Os ventos de mudança estão definitivamente soprando na direção do mundo islâmico. Há duas semanas, os setores ditos reformistas que apóiam o presidente Mohammed Khatami obtiveram uma estrondosa vitória nas eleições parlamentares do Irã. No último ano, dois países árabes tradicionalistas, Marrocos e Jordânia, viram seus soberanos quase absolutos (Hassan II e o rei Hussein, respectivamente) desaparecerem para dar lugar a herdeiros jovens e pouco experientes, mas que estão surpreendendo pela velocidade com que estão abalando as estruturas de seus países. Mohammed VI, 36 anos, começou a desmantelar o formidável aparelho repressivo montado no Marrocos por seu pai, Hassan II. Já o rei da Jordânia, Abdullah II, dois anos mais velho que o marroquino, vem se revelando um soberano informal, preocupado em integrar seu país no mundo globalizado e fustigando a poderosa burocracia jordaniana com incertas.
 

As mudanças no Marrocos foram aparentemente mais profundas.

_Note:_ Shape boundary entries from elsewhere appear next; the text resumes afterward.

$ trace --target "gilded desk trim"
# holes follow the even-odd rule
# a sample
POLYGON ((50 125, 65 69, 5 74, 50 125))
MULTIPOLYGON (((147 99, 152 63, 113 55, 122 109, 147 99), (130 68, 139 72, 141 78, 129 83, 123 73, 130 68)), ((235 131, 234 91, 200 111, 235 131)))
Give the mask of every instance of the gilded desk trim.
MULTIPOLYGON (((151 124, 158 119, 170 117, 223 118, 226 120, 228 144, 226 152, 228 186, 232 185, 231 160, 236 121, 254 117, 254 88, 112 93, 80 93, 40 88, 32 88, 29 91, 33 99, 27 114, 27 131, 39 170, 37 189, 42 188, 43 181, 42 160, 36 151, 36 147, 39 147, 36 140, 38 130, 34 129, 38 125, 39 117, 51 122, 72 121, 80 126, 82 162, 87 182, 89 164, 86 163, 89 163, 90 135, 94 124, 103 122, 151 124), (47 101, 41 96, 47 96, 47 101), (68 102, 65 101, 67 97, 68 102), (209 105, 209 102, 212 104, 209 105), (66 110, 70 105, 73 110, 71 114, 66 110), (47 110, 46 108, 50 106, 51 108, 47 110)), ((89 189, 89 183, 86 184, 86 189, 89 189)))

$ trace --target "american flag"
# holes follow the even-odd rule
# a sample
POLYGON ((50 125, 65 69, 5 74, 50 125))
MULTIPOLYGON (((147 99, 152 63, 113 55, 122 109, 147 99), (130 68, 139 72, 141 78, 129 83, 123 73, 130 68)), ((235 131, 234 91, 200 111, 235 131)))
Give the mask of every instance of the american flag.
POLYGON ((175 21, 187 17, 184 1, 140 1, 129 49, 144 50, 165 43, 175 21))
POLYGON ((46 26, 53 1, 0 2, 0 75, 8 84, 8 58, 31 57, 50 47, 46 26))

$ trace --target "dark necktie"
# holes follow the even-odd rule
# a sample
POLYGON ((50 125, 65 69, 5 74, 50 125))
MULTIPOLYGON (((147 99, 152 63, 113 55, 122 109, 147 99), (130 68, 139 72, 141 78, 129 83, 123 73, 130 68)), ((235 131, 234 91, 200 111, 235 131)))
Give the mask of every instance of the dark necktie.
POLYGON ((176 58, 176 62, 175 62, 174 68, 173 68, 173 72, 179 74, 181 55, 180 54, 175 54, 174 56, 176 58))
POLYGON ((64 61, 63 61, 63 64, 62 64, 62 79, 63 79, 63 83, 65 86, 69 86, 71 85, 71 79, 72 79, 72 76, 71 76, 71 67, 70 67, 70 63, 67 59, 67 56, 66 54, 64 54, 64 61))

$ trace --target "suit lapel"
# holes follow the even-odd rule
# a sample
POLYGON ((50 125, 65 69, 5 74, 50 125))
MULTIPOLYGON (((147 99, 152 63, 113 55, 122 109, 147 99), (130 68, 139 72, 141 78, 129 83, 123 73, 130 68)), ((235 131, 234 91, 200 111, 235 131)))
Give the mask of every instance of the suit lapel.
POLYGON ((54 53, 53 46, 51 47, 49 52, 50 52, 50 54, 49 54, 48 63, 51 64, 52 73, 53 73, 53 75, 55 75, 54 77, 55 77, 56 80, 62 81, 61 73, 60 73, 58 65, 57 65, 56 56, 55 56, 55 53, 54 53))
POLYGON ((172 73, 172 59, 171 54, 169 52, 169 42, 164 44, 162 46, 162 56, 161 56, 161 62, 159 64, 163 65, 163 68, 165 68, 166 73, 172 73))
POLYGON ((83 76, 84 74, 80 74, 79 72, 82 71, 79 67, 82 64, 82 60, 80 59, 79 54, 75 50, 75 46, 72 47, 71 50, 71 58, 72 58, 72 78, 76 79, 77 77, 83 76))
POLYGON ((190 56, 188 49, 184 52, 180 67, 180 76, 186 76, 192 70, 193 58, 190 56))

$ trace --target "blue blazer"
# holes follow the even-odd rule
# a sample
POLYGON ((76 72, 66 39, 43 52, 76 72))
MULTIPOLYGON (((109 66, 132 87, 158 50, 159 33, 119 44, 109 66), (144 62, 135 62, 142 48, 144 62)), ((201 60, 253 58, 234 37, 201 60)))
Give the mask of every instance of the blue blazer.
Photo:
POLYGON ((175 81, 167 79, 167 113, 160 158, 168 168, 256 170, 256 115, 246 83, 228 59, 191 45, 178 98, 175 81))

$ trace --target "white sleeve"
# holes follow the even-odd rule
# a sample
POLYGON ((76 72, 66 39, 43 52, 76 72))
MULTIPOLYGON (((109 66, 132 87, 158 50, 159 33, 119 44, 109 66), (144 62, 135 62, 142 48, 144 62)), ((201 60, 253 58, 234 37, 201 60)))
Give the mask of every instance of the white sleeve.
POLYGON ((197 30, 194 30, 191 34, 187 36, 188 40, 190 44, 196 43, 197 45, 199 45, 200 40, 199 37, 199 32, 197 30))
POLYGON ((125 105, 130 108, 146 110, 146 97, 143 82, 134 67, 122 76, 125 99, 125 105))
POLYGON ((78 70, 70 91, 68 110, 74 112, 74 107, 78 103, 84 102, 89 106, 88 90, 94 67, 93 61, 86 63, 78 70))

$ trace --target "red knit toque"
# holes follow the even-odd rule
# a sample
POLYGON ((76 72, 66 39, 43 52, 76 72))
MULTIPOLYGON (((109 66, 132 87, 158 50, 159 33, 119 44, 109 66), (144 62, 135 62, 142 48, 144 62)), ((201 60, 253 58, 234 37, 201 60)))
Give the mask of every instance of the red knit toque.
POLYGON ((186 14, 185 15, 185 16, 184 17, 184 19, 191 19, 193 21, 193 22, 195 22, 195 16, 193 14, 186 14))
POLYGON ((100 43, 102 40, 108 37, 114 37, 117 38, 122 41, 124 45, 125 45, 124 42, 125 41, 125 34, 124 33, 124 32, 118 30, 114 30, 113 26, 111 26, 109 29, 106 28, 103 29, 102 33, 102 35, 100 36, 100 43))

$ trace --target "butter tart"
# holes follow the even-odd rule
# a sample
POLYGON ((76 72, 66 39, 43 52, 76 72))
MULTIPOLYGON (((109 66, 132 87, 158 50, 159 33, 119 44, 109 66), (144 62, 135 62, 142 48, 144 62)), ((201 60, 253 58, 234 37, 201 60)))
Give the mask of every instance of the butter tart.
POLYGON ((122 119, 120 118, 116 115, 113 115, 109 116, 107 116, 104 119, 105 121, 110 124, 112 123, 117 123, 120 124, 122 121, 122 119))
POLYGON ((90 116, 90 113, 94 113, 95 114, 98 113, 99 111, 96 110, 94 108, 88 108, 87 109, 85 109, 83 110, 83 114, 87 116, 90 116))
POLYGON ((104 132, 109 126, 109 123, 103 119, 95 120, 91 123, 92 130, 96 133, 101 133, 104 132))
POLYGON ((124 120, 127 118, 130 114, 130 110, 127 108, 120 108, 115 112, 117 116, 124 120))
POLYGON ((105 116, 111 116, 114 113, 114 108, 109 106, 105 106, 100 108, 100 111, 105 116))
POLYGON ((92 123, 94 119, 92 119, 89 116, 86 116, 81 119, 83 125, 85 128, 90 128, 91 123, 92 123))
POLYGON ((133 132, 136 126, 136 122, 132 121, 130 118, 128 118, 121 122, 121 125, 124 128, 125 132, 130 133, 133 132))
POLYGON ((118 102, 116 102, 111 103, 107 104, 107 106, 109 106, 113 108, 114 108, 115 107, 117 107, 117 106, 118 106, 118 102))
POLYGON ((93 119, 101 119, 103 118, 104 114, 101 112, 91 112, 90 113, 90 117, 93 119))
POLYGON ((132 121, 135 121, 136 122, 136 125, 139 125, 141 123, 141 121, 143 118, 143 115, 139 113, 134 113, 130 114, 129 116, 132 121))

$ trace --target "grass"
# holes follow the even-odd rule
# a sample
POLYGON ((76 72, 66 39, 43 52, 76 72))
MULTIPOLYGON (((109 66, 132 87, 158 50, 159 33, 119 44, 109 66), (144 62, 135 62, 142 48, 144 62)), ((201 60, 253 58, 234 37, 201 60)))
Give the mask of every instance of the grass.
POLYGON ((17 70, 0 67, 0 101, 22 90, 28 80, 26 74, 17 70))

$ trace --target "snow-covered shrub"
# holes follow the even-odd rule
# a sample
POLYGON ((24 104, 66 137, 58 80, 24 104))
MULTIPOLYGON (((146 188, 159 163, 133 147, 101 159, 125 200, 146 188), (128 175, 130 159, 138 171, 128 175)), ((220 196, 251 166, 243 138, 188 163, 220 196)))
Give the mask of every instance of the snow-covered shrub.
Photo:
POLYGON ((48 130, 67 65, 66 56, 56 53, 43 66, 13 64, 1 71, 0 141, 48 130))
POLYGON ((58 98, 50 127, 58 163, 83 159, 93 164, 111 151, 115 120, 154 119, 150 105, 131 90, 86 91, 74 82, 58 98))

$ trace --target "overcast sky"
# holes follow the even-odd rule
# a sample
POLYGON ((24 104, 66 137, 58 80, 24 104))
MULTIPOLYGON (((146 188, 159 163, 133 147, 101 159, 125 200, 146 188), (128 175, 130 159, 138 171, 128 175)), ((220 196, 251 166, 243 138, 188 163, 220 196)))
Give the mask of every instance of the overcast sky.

Logo que assumiu o trono, em julho passsado, Mohammed VI decretou uma anistia para cerca de oito mil presos e reduziu as penas de outros 40 mil. Meses depois, permitiu a volta ao país de um dos mais ferrenhos adversários políticos de seu pai, o líder comunista Abraham Serfaty, que estava exilado na França há oito anos. A família do mais famoso dissidente marroquino, Mehdi Bem Barka, assassinado em 1965 em Paris, também foi autorizada a voltar ao Marrocos. Mas o mais surpreendente foi a demissão, em novembro, do poderoso ministro do Interior, Driss Basri, considerado a eminência parda de Hassan II durante 25 anos. Do alto de seu poder, Basri controlava não apenas o aparelho repressivo mas também o processo eleitoral, as comunicações marroquinas e o espinhoso Saara Ocidental, ex-território espanhol que o Marrocos disputa com guerrilheiros.
 

Já o rei Abdullah II, descendente direto do profeta Maomé, vem se dedicando a inspecionar seu reino disfarçado de mufti (líder religioso), para pavor dos burocratas, reinventando uma velha tradição árabe. O jovem monarca tem se enveredado por seus domínios enfrentando filas e ouvindo queixas. Tido como frívolo e leviano antes de assumir, preocupado com carros e mulheres, Abdullah foi promovido a príncipe-herdeiro na última hora, quando o rei Hussein, já devastado pelo câncer, afastou o herdeiro designado, seu irmão Hassan. “Ele compreendeu rapidamente as necessidades de seu papel”, comentou a secretária de Estado americana, Madaleine Albright. Pragmático e formado em escolas ocidentais, Abdullah vem se mostrando especialmente preocupado em reanimar a combalida economia jordaniana. “Não estamos preocupados com ameças em nossas fronteiras. O único problema que a Jordânia tem pela frente é sua economia”, declarou o rei a um grupo de executivos americanos do setor de alta tecnologia que visitou o país no ano passado.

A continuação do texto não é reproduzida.